Five years and two days ago, I was at the hospital with my Grandpa, Tristan Meinecke, a getting-more-famous-now-that-he's-dead Chicago artist. My grandfather was the number one man in my life for a good majority of my life. I spent a lot of my childhood seriously wondering how the hell I fit in to my family. My Grandpa was that link.

He was seriously depressed. Had very serious bad days and very dark days and very very hard days. But he lived through it. I don't know how much to write about him right now, because I stupidly didn't write about it yesterday. Anyway. Five years and two days ago I sat at the hospital with him. The doctors said he couldn't hear, and they were lying. I sang and I kissed his cheek and told him about my day. I was a senior in high school and had quit my job a few months prior to take care of him. I would change his feeding tube and help him tie his bow-tie that he insisted on wearing. We would watch old movies together and I would fight with him about eating real food. We would talk and talk and talk. We would argue about my clothing choices and women's rights. He was the least traditional man I've ever met, in my life. More open-minded that anything, but at the same time he was incredibly stuck in his ways.

I was at the hospital with him and I put my hand on his arm and snatched it away. My hand left a visible palm print and water began pooling in it. I never knew that skin could leak. It can. It pooled until my hand print was full, a lake with five fingers and the water dripped on to the floor. The plan was to pull the plugs of the machines that were helping to sustain his life the next morning. He wouldn't want to be plugged in. Everyone was fighting about it, yelling and screaming and it was awful. I know everyone has been through this. I don't know why my experience is unique, or why my feelings feel so, mine. But they are.
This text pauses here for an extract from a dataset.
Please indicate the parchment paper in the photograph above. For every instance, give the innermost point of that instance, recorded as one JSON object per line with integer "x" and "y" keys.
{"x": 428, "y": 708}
The next morning we got a phone call that he had died. And I know it's cheesy and I know it's poetic to an annoying extreme, but he did it on purpose. He didn't want to make my Grandma, his Angel, an actress and the love of his life, feel like she had any part in killing her husband.
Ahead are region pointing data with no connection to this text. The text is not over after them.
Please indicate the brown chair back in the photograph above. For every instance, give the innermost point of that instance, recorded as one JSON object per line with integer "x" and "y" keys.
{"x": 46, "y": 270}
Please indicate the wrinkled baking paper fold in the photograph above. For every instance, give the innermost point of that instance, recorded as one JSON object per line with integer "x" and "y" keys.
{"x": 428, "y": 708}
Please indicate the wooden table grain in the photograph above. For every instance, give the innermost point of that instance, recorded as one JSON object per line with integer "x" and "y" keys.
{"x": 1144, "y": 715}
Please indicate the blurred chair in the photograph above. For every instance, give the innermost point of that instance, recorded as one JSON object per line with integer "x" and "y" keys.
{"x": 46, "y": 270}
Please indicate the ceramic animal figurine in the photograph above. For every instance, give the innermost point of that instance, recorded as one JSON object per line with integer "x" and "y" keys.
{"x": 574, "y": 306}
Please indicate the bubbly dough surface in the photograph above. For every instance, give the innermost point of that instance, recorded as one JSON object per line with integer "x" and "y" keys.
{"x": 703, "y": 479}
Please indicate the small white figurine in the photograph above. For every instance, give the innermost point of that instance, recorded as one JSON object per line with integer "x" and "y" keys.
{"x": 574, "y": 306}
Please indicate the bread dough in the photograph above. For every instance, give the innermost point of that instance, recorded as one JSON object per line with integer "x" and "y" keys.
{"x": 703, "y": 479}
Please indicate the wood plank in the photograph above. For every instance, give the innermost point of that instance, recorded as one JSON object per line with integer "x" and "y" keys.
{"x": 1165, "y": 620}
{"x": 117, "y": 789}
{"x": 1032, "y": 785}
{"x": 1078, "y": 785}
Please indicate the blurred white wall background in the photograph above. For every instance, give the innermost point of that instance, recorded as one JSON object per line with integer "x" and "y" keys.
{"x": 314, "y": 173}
Last night I curled up on the couch and watched TV with The Girlfriend and cried. I feel like I should be over it.

Five years and one day ago, my Grandpa died. And I miss him. A lot.


Yesterday, Emily's fish, Charlie died (see, DAY OF DEATH. I told you.) We had a funeral (and my camera won't load the fucking pictures, of course) and flushed Charlie down the toilet. I got her a new fish, a new beta fish to be precise, and one that does not look like Charlie at all. It's a pearly color and has pink and purple fins. It's a boy, and Emily named him Goose.